File matching. The glob.glob() pattern list grew from *.md + *.txt to six formats.
Output filenames. All summaries are saved as <filename>.md files regardless of input format. A Markdown editor can open every result directly.
One extra detail: the content.strip() check. Some PDFs produce empty text output (scanned images). Skipping those avoids wasting an API call on nothing.
Try It Out
Drop a few files in different formats into your documents/ folder. Any PDF, any Word document, any CSV will do. Then run:
uv run python batch_summarize.py
You’ll see the script recognize each format and process them one by one. Check the summaries/ folder for results.
Try adding a .json file.

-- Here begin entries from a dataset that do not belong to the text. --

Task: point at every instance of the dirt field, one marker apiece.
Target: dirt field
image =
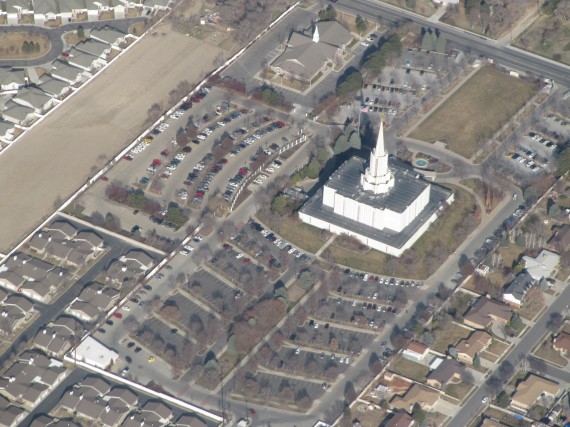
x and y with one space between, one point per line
52 161
547 36
11 45
476 111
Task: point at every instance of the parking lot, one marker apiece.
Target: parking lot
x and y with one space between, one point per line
334 338
202 326
220 296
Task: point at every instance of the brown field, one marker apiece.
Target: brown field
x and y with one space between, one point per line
476 111
52 161
11 46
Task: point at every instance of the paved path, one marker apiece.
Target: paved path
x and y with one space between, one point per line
55 37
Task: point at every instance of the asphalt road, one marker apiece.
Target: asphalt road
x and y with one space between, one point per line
55 37
474 405
506 56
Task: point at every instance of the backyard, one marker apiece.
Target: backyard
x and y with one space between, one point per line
448 334
421 260
472 115
548 36
23 45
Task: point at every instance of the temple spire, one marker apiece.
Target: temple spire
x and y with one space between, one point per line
377 177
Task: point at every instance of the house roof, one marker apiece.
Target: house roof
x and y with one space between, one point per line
543 265
70 5
446 370
562 342
519 285
529 390
485 309
46 421
476 342
65 70
45 6
107 34
5 127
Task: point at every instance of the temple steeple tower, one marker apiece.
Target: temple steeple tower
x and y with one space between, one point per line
377 177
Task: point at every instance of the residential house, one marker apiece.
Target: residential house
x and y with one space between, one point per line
7 130
57 337
399 419
449 371
84 60
542 266
93 300
17 9
424 396
18 114
109 35
514 293
415 351
30 379
305 56
32 277
190 421
54 87
10 414
64 71
560 241
14 311
12 79
468 348
562 343
129 267
35 98
153 412
90 401
486 311
45 11
95 48
47 421
69 9
531 389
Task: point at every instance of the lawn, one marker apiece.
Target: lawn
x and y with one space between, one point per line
459 391
302 235
546 352
13 42
548 36
469 117
448 334
409 369
441 234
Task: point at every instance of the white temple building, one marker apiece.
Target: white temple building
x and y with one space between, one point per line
387 206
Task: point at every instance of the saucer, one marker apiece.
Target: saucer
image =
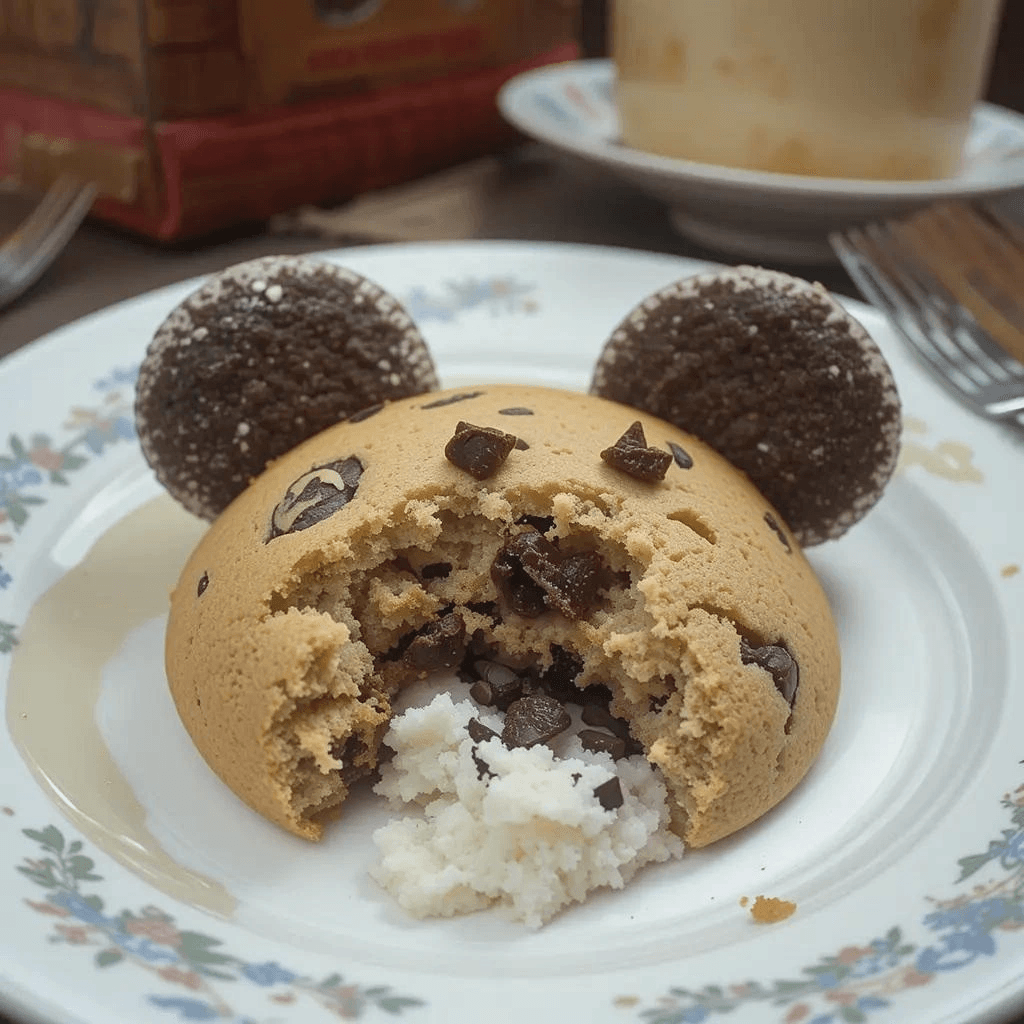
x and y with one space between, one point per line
755 215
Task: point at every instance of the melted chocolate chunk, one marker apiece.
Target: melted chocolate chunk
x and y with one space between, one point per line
315 496
683 459
482 768
452 399
602 742
440 644
542 523
479 732
497 685
558 680
773 525
478 451
609 794
532 720
365 414
632 456
601 718
777 660
351 752
532 574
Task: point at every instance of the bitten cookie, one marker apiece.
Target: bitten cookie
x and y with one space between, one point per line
772 373
265 354
595 553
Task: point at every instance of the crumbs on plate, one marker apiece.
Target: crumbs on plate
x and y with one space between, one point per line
769 909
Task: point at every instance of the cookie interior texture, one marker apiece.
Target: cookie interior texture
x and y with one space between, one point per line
291 626
775 375
263 355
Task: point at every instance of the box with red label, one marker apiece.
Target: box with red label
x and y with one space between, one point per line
192 115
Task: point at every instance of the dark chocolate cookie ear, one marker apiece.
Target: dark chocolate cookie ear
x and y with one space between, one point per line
264 355
775 375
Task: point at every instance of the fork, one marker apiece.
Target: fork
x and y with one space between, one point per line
949 279
39 240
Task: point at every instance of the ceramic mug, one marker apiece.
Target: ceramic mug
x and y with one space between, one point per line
836 88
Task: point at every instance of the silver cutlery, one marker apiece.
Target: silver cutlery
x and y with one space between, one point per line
950 280
42 236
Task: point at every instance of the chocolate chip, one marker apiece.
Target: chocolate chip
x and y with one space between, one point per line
532 574
315 496
482 768
631 455
609 794
479 732
497 685
353 755
683 459
522 594
438 645
558 680
542 523
478 451
365 414
773 524
602 742
777 660
452 399
532 720
435 570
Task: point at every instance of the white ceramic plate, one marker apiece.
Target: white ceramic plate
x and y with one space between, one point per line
134 887
748 214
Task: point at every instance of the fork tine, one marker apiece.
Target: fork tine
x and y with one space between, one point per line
22 269
974 346
981 266
869 268
39 222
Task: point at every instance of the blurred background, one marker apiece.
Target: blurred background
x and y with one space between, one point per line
217 130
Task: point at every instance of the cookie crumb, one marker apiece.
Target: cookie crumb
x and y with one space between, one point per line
770 909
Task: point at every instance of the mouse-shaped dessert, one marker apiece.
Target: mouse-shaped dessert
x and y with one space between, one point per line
597 551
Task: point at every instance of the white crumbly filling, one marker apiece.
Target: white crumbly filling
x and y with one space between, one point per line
519 828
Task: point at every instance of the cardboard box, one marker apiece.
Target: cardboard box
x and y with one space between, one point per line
195 114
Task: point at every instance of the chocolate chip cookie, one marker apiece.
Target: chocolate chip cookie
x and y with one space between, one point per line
564 548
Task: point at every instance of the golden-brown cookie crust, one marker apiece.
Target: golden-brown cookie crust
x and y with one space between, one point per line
281 644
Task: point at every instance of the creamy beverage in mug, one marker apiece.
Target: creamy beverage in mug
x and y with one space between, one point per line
839 88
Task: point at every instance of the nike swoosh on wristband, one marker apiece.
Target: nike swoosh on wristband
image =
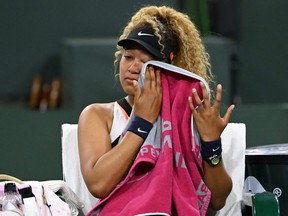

For example, create documents/config.json:
{
"name": "AI Toolkit",
"version": "1.0",
"features": ["batch processing", "multi-format reading", "error retry"]
}
Run it again and see how the AI summarizes JSON content.
What You Did Today
- Installed
pypdfandpython-docx - Learned how to read four file formats: PDF, Word, CSV, JSON
- Wrote a unified
read_file()function that dispatches by extension - Plugged it into the Part 2 batch script, now handling 6 file formats
Next up: Day 6 picks a real scenario (translation, summarization, or rewriting) and runs through a complete batch processing workflow.
Script won’t run? Check the error message first (don’t paste your API Key). Verify your .env file location, folder names, and network connection.